先日、コウノトリの卵が孵化したなどとニュースになっていました。ついでに、近隣の農地では無農薬に取り組んでいて、コウノトリが生活していける基盤を作っている・・・とかいう話があって、美談みたいになっているのですが、正直言って農薬がコウノトリ衰退に関係あると考えている人たちのことが不思議でしょうがありません。


 コウノトリやトキなどの絶滅危機の原因は農薬や減反政策にあるとよく言われています。ほとんど常識のようになっていますが、絶対に間違いです。理由は明確です。


 生き物が種として存続していくためにはかなりまとまった数が必要です。例えば、たった10羽くらいが生息していたとしてもそんな種は絶滅までのカウントダウン状態です。近親配合による体質の弱体化や何らかの理由での死亡によって、10羽の状態からこつこつ増えて大繁栄することはまずありえません。数については見解にいろいろあるでしょうが、安定して存在していくには最低限500羽くらいは必要なようです。滅亡の原因があるとすれば、最低限必要な生息数を下回った頃にその原因を探すべきです。

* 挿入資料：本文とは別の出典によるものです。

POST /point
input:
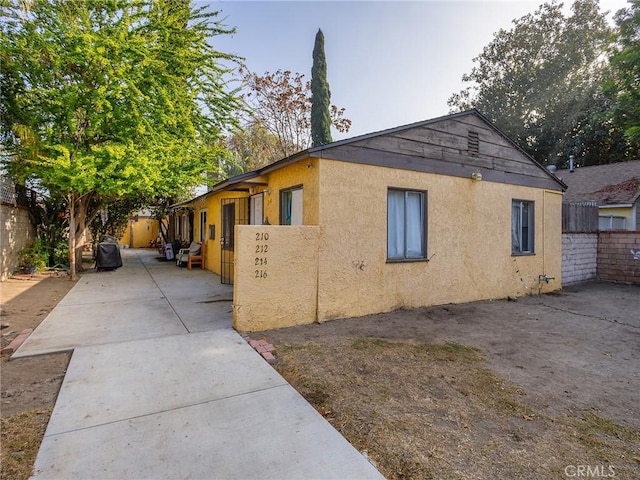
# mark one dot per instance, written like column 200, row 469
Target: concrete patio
column 160, row 386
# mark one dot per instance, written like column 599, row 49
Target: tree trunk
column 71, row 200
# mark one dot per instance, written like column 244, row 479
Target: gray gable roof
column 611, row 184
column 442, row 145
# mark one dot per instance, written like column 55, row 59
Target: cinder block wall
column 16, row 232
column 579, row 257
column 619, row 256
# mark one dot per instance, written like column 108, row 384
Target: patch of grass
column 21, row 437
column 423, row 410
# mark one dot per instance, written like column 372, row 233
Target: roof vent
column 473, row 144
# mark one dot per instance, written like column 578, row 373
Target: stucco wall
column 276, row 274
column 303, row 173
column 145, row 230
column 469, row 242
column 619, row 256
column 17, row 232
column 579, row 257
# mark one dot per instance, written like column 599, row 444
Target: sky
column 389, row 63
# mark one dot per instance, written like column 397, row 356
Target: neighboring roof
column 359, row 149
column 611, row 184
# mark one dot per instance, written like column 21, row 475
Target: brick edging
column 264, row 348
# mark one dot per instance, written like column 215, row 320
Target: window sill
column 406, row 260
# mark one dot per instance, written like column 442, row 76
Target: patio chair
column 185, row 254
column 197, row 259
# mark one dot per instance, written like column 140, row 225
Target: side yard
column 543, row 387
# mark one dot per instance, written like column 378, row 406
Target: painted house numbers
column 262, row 258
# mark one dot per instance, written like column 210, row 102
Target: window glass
column 406, row 222
column 522, row 223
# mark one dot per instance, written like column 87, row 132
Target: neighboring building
column 614, row 187
column 142, row 230
column 442, row 211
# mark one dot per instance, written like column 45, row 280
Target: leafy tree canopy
column 624, row 84
column 540, row 82
column 111, row 98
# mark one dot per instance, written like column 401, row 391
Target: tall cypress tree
column 320, row 95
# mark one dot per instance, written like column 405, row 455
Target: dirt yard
column 536, row 388
column 28, row 386
column 541, row 387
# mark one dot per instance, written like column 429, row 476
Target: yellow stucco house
column 141, row 231
column 447, row 210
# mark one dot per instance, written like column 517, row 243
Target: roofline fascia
column 616, row 205
column 311, row 152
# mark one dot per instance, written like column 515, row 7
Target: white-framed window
column 611, row 222
column 291, row 206
column 406, row 224
column 522, row 227
column 203, row 225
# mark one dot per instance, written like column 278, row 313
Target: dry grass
column 21, row 436
column 436, row 411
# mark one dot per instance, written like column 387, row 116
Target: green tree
column 540, row 83
column 278, row 120
column 102, row 100
column 624, row 85
column 320, row 95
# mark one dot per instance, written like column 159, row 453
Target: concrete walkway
column 161, row 387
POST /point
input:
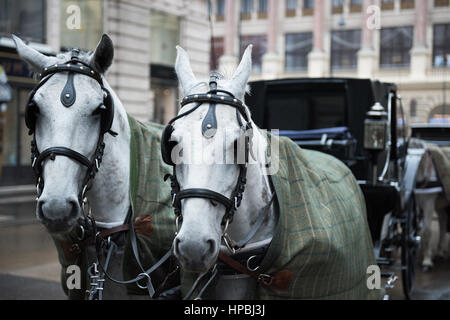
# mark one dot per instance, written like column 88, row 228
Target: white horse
column 428, row 200
column 78, row 128
column 199, row 239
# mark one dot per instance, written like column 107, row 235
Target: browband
column 212, row 97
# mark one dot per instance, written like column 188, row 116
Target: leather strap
column 279, row 280
column 205, row 194
column 62, row 151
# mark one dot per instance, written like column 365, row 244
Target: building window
column 91, row 25
column 308, row 7
column 246, row 9
column 441, row 45
column 297, row 48
column 387, row 4
column 337, row 6
column 396, row 44
column 441, row 3
column 262, row 9
column 355, row 6
column 259, row 49
column 413, row 108
column 344, row 49
column 220, row 10
column 24, row 18
column 407, row 4
column 291, row 8
column 165, row 36
column 217, row 50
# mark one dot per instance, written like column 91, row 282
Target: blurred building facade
column 144, row 32
column 402, row 41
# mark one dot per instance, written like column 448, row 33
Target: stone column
column 129, row 75
column 317, row 62
column 229, row 61
column 420, row 53
column 367, row 54
column 272, row 62
column 53, row 32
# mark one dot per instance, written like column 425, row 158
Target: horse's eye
column 98, row 110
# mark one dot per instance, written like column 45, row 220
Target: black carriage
column 361, row 122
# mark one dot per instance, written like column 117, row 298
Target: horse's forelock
column 83, row 56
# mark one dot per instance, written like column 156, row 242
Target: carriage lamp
column 375, row 128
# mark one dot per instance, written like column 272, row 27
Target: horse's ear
column 35, row 59
column 103, row 55
column 242, row 74
column 184, row 71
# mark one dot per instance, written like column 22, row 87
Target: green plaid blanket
column 150, row 195
column 441, row 160
column 322, row 235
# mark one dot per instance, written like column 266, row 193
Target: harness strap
column 279, row 280
column 264, row 212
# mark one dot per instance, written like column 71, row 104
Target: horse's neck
column 109, row 196
column 256, row 197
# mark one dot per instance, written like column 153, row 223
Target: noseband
column 209, row 126
column 68, row 96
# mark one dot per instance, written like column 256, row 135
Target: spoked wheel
column 410, row 248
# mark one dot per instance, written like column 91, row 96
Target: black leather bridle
column 208, row 129
column 68, row 96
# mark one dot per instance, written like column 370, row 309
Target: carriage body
column 328, row 115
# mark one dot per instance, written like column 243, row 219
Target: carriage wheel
column 410, row 248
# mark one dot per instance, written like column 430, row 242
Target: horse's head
column 66, row 112
column 208, row 167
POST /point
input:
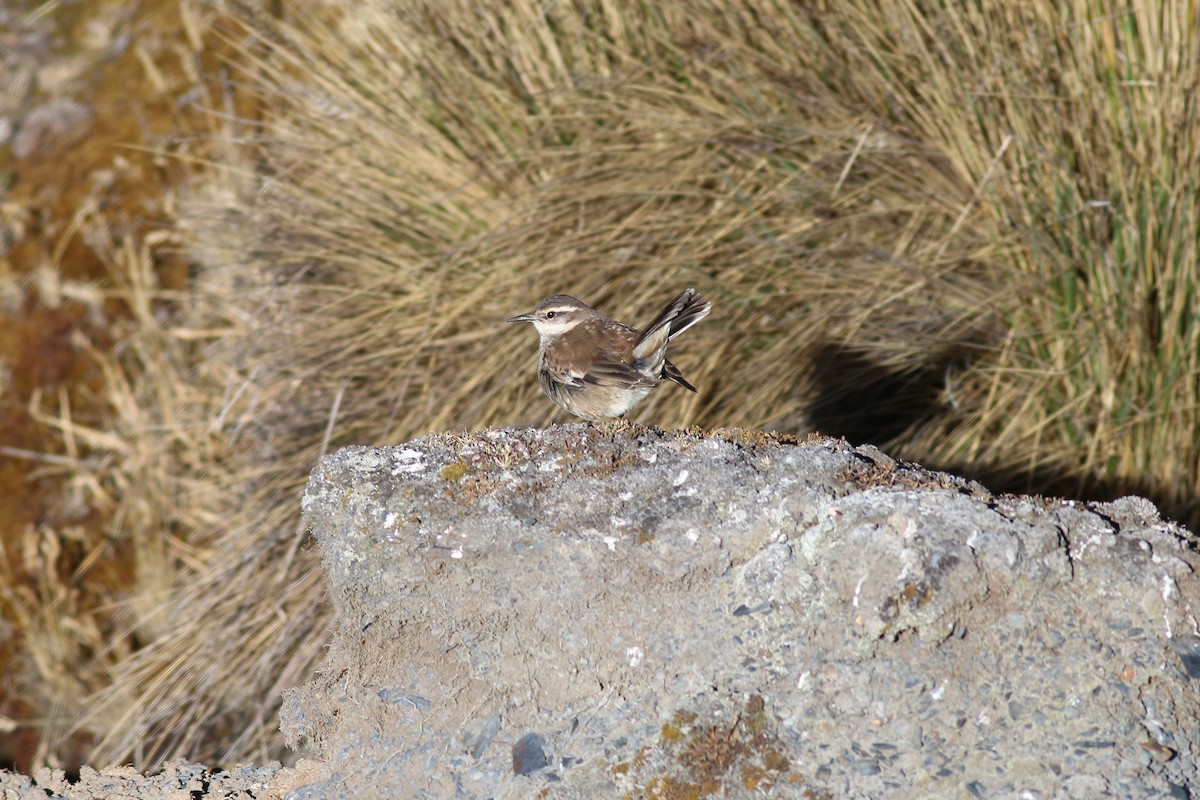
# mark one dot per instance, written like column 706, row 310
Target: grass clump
column 965, row 232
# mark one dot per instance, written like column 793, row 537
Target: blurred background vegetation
column 235, row 235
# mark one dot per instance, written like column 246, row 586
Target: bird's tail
column 681, row 313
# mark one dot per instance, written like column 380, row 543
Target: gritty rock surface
column 585, row 612
column 177, row 780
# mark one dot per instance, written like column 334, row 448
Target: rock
column 679, row 614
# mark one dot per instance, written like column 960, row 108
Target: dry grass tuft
column 963, row 230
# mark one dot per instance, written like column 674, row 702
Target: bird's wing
column 615, row 372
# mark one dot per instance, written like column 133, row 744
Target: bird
column 598, row 368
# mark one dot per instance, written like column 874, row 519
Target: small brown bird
column 595, row 367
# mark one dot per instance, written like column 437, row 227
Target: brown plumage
column 597, row 367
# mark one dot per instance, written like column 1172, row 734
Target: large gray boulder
column 589, row 612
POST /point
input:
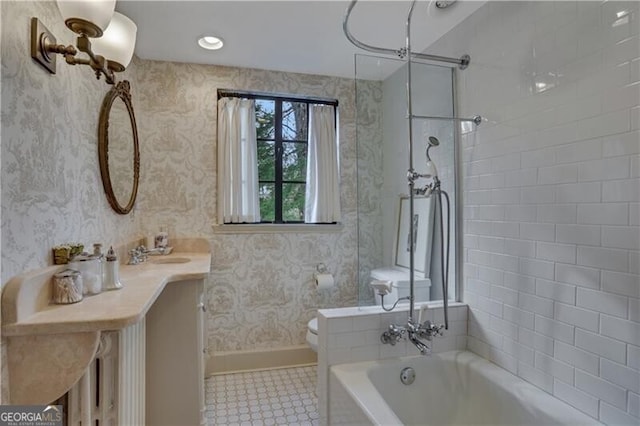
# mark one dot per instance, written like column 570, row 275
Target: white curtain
column 237, row 162
column 322, row 198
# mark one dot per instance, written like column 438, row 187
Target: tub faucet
column 423, row 348
column 393, row 335
column 414, row 333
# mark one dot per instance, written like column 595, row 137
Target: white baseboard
column 259, row 359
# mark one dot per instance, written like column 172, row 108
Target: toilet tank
column 399, row 278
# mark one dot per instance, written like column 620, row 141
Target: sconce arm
column 44, row 50
column 97, row 62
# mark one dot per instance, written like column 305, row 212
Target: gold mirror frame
column 120, row 90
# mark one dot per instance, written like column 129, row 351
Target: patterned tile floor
column 273, row 397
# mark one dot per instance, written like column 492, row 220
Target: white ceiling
column 302, row 36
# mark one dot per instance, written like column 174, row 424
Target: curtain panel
column 237, row 162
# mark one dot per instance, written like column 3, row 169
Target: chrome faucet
column 140, row 253
column 414, row 333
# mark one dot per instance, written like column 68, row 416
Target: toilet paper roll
column 324, row 281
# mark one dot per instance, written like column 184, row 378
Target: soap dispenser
column 112, row 272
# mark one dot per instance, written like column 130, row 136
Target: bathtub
column 450, row 388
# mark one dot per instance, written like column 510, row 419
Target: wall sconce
column 113, row 34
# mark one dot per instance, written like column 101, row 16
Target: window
column 282, row 139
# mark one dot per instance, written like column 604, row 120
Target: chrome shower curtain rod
column 462, row 62
column 476, row 119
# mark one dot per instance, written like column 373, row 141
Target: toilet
column 398, row 272
column 399, row 278
column 312, row 334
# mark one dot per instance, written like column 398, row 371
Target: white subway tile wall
column 353, row 334
column 551, row 212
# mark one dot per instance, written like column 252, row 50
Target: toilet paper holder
column 321, row 268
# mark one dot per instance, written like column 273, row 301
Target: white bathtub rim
column 377, row 410
column 361, row 390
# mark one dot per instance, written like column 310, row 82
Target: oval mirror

 さてトキやコウノトリは、大正時代か昭和初期には大幅に生息数を減らしていました。トキなんか、大正時代にはすでに幻の鳥扱いで、ほとんど絶滅したと思われていました。佐渡で少数が発見されたのは昭和になってからで、しかしその時点でも密漁が行われて数を思い切り減らしています。コウノトリも大幅に数を減らしたのは昭和初期以前と考えられます。

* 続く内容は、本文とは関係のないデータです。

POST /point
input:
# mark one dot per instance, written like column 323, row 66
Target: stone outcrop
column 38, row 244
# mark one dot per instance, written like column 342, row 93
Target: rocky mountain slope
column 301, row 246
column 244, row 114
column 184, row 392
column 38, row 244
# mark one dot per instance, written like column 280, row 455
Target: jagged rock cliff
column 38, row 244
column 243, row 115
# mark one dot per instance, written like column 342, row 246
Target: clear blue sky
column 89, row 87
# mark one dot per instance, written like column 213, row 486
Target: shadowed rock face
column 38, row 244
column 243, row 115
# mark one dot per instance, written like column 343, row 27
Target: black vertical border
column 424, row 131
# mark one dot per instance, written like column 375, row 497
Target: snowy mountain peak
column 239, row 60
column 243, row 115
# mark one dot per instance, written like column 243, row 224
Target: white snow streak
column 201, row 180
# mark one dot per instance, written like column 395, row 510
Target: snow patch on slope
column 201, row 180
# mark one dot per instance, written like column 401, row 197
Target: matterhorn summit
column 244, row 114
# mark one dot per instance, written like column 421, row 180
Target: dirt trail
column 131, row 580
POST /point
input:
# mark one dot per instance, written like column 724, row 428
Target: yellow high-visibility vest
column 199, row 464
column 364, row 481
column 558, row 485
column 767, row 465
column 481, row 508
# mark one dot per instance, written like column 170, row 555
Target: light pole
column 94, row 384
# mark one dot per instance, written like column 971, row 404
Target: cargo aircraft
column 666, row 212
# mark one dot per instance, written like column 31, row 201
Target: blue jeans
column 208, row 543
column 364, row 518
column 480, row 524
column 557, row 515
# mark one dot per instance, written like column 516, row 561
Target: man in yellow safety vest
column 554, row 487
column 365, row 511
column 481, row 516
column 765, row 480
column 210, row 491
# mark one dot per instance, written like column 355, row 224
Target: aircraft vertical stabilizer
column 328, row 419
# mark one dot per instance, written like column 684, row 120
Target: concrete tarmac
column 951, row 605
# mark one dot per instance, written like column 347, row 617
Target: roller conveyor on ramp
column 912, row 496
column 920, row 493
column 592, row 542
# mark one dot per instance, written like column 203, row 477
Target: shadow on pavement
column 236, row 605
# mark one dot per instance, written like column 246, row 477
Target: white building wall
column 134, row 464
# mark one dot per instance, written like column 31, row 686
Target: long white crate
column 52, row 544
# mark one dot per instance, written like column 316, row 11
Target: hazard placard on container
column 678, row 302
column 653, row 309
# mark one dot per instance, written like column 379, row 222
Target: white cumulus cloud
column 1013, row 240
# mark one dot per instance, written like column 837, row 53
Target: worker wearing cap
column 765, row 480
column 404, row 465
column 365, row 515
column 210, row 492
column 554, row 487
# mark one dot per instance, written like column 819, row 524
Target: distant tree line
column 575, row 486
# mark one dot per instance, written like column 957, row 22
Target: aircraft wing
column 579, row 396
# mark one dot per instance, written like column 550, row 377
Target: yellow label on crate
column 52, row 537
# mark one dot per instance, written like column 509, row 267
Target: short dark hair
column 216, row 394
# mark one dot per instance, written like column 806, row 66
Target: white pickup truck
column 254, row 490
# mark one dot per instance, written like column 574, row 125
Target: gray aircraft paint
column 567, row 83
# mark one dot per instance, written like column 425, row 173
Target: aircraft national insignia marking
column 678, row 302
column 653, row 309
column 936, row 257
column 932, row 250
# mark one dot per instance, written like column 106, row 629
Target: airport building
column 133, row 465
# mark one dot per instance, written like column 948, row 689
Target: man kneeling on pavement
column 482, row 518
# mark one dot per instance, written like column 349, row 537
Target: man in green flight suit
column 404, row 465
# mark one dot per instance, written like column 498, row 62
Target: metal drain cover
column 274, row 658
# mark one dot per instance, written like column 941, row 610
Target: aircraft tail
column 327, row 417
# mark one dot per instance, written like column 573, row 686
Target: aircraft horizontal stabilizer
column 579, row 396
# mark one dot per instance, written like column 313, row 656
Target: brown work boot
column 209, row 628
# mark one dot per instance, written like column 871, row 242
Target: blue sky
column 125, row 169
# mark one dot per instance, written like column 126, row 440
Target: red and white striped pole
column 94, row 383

 化学農薬が一般的に使用されだしたのは1950年代以降、減反政策は1970年代以降です。どちらも、トキやらコウノトリやらニホンカワウソやらの生態に影響を与えるのは、時間的に考えて不可能です。死んだコウノトリの体内から農薬が検出された・・・ってそれは、もしかしたらそのコウノトリ個体の死因になったかもしれないけど、コウノトリという種が減少する原因になることは無理です。


 農薬が原因で鳥が絶滅するなら、秋ごろにうちの田んぼに大量に入って籾を食い荒らすスズメなんか絶滅しててもおかしくないなあと思うのですが、私は残念ながら、田んぼの中でスズメの死骸を見つけたことはただの一度もありません


 あっそうそう、コウノトリ関係の記事で、最近の田んぼにはカエルやドジョウがいないとか言う文章も見つけたんですが・・・
 カエルはうじゃうじゃいますけどね(^^;
 ドジョウは確かにいませんよ。けど皆様、中干しという技術をご存知ですか?一時期、田んぼの水を完全に抜いて土壌をばしっと締める技術です。水がなくなるのですから、当然ドジョウは生きていられないでしょう。いつでも水がある湿田地帯の田んぼなら、普通にいる所もあるんじゃないかなあ。ドジョウを戻したいなら、JAで毎年やかましく推奨されてる中干しをまず廃止しないとね。
 というかマスコミの皆様、田んぼをちゃんと見てから記事を書いてくださいませ。